Hi Nathan,

I pulled your commit  d0da29351f9 and tested it against our example.

It now works perfectly. Strangely, I can even unset "OMPI_MCA_mpi_yield_when_idle=1" and it doesn't seems to last longer.

Can I apply the patch to a fresh "1.8.3" and it should work?

Other question: how can I retrieve the SHA for 1.8.3? (Should they be tagged in the repository? Is it normal if I just see a "dev" tag??)

Thanks,

Eric


On 12/09/2014 04:19 PM, Nathan Hjelm wrote:

yield when idle is broken on 1.8. Fixing now.

-Nathan

On Tue, Dec 09, 2014 at 01:02:08PM -0800, Ralph Castain wrote:
Hmmm….well, it looks like we are doing the right thing and running unbound when 
oversubscribed like this. I don’t have any brilliant idea why it would be 
running so slowly in that situation when compared with 1.6.5 - it could be that 
yield-when-idle is borked. I’ll try to dig into that notion a bit.

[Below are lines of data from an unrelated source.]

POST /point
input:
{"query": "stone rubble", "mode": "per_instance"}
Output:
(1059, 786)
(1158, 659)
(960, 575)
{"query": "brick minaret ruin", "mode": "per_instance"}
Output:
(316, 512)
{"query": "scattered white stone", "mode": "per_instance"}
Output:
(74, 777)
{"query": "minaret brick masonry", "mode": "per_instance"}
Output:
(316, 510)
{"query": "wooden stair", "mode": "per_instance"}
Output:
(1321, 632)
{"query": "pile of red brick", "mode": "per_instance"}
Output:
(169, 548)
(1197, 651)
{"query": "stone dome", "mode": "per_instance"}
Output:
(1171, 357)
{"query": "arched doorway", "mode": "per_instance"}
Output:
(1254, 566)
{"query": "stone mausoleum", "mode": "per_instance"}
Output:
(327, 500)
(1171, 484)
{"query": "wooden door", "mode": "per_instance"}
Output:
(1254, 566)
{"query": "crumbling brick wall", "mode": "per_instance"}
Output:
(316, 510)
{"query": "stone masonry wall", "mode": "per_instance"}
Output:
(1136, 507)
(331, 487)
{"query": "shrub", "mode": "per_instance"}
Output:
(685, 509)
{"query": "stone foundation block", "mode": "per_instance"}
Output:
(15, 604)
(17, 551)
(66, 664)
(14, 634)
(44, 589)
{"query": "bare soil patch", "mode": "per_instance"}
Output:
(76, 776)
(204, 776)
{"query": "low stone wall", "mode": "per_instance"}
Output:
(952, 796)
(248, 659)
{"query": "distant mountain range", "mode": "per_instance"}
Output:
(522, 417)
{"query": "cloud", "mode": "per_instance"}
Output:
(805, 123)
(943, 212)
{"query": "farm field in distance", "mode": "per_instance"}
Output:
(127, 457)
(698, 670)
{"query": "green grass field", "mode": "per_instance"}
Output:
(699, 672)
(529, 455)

On Dec 9, 2014, at 10:39 AM, Eric Chamberland 
<eric.chamberl...@giref.ulaval.ca> wrote:

Hi again,

I sorted and "seded" (cat outpout.1.00 |sed 's/default/default value/g'|sed 
's/true/1/g' |sed 's/false/0/g') the output.1.00 file from:

mpirun --output-filename output -mca mpi_show_mca_params all --report-bindings 
-np 32 myprog

between a launch with 165 vs 183.

The diff may be interesting but I can't interpret everything that is written...

The files are attached...

Thanks,

Eric

On 12/09/2014 01:02 PM, Eric Chamberland wrote:
On 12/09/2014 12:24 PM, Ralph Castain wrote:
Can you provide an example cmd line you use to launch one of these
tests using 1.8.3? Some of the options changed between the 1.6 and 1.8
series, and we bind by default in 1.8 - the combination may be causing
you a problem.

I very simply launch:

"mpirun -np 32 myprog"

Maybe the result of "-mca mpi_show_mca_params all" would be insightful?

Eric



On Dec 9, 2014, at 9:14 AM, Eric Chamberland
<eric.chamberl...@giref.ulaval.ca> wrote:

Hi,

we were used to do oversubscribing just to do code validation in
nightly automated parallel runs of our code.

I just compiled openmpi 1.8.3 and launched the whole suit of
sequential/parallel tests and noticed a *major* slowdown in
oversubscribed parallel tests with 1.8.3 compared to 1.6.5.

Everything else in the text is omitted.